La Cour de cassation casse et annule l’ordonnance entreprise sur le fondement de l’article 16, alinéa 3, du code de procédure civile dans une motivation particulièrement pédagogue où la haute juridiction rappelle l’intérêt de la règle et son incidence en hospitalisation sous contrainte.
Le rappel de la prééminence du contradictoire
La Cour de cassation utilise dans l’arrêt du 26 mai 2021 une motivation particulièrement riche citant un précédent en matière d’office du juge également dans le cadre d’une procédure orale, à savoir dans les litiges portant sur les honoraires d’avocat (Civ. 2e, 22 oct. 2020, n° 19-15.985, Dalloz actualité, 18 nov. 2020, obs. C. Caseau-Roche ; D. 2020. 2124 ; ibid. 2021. 104, obs. T. Wickers ; ibid. 543, obs. N. Fricero ). Comme le notent MM. Cadiet et Jeuland, l’obligation faite au magistrat dans l’article 16, alinéa 3, du code de procédure civile s’applique à tous les types de moyens « de fond, de procédure ou d’irrecevabilité ; peu importe qu’ils soient dans l’intérêt privé ou d’ordre public » (L. Cadiet et E. Jeuland, Droit judiciaire privé, 11e éd., LexisNexis, coll. « Manuels », 2020, p. 480, n° 511). Voici donc de quoi bien réaffirmer la force du principe du contradictoire dans toute sa splendeur. Tout moyen relevé d’office doit être présenté aux parties afin de recueillir leurs observations. Ici, le moyen en question était particulièrement bien fondé puisqu’il concernait l’autorité de la chose jugée d’une précédente décision. En notant qu’« alors que le curateur de M. L… et le directeur du centre hospitalier n’avaient pas comparu à l’audience et qu’il ne ressort ni de la décision ni des pièces de la procédure que la partie présente ait été, au préalable, invitée à formuler ses observations sur ce moyen relevé d’office » (nous soulignons), la Cour de cassation n’a pas d’autres solutions que de retenir une cassation pour violation de la loi faute de comparution effective de l’intéressé. L’issue aurait été bien différente si le moyen avait été d’une manière ou d’une autre déjà dans la cause (Civ. 2e, 5 juin 2014, n° 13-19.920, Dalloz actualité, 25 juin 2014, obs. M. Kebir ; D. 2014. 1722, chron.

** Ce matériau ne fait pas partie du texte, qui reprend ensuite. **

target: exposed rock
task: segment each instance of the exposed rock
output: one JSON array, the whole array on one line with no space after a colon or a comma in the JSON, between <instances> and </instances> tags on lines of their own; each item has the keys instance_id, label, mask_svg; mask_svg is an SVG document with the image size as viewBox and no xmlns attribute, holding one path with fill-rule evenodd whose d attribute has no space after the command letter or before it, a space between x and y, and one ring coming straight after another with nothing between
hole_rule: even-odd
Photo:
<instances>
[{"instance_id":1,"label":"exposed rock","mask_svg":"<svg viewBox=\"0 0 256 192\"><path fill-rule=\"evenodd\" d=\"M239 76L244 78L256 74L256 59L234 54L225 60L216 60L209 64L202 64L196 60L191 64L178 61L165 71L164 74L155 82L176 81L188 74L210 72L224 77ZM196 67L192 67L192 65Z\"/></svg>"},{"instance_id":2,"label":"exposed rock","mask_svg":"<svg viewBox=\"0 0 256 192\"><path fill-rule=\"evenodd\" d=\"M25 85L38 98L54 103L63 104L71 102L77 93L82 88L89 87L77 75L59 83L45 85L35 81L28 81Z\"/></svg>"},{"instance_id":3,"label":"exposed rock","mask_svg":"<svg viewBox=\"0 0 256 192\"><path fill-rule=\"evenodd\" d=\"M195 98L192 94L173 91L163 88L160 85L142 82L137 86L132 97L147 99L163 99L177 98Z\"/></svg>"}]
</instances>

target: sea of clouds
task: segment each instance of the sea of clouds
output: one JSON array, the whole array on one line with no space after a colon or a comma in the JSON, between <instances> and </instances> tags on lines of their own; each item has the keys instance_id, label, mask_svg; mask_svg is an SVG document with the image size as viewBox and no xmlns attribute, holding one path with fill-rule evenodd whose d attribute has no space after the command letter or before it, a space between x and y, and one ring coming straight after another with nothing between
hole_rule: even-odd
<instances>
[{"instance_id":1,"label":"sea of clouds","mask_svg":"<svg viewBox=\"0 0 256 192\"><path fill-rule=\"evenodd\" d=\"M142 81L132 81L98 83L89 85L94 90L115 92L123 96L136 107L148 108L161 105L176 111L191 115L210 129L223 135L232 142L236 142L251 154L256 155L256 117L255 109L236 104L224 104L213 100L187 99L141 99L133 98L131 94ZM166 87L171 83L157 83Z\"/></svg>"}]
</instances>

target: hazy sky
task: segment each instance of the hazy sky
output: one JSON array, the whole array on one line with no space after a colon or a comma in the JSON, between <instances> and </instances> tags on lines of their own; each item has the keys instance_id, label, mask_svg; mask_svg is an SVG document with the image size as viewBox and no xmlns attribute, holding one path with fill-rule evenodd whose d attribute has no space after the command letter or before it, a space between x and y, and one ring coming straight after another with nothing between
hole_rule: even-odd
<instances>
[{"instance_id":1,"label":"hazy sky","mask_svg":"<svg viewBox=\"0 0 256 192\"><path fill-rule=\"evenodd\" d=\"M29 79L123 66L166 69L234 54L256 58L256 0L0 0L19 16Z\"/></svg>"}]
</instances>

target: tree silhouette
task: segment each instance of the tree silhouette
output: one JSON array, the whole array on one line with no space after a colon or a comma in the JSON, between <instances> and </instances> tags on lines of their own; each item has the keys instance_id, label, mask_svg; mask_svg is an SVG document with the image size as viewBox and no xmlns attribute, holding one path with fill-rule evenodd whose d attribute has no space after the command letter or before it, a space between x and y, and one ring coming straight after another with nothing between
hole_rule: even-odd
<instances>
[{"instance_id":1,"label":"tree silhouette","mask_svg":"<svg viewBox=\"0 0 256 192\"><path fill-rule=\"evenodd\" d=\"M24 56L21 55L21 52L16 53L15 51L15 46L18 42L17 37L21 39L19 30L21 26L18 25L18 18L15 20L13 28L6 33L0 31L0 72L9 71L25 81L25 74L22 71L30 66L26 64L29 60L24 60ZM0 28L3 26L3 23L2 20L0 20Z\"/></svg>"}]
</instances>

L. Lazerges-Cousquer, N. Touati, T. Vasseur, E. de Leiris, H. Adida-Canac, D. Chauchis et N. Palle ) puisque, dans ce cadre, le relevé d’office n’en aurait pas vraiment été un, dispensant d’une telle formalité.
Rappelons que l’article 16, alinéa 3, du code de procédure civile qui sert de support au visa de l’arrêt commenté ne s’est pas imposé d’une manière évidente en droit positif. Il a fallu, notamment, attendre une annulation du Conseil d’État (CE 12 oct. 1979, A. Bénabent, Rassemblement des nouveaux avocats de France, D. 1979. 606 ; RTD civ. 1980. 145, obs. J. Normand) de l’article 12, alinéa 3, ancien qui dispensait le juge d’observer le contradictoire quand il statuait en relevant d’office un moyen de pur droit (S. Guinchard, F. Ferrand, C. Chainais et L. Mayer, Procédure civile, 35e éd., Dalloz, coll. « Précis », p. 638, n° 889). Le décret n° 81-500 du 12 mai 1981 a, par la suite, donné à l’article 16, alinéa 3, sa rédaction actuelle, laquelle est « de plus en plus largement appliquée » (J. Héron, T. Le Bars et K. Salhi, Droit judiciaire privé, 7e éd., Lextenso, coll. « Domat », p. 259, n° 310). Dans une procédure écrite, la difficulté liée au moyen de droit relevé d’office peut être évacuée par une décision avant dire droit afin de rouvrir les débats et de recueillir les observations des parties par voie de conclusions. Le travail peut également être facilité par le jeu de diverses présomptions comme dans le cadre des procédures sans représentation obligatoire où les moyens sont présumés avoir été débattus contradictoirement à l’audience.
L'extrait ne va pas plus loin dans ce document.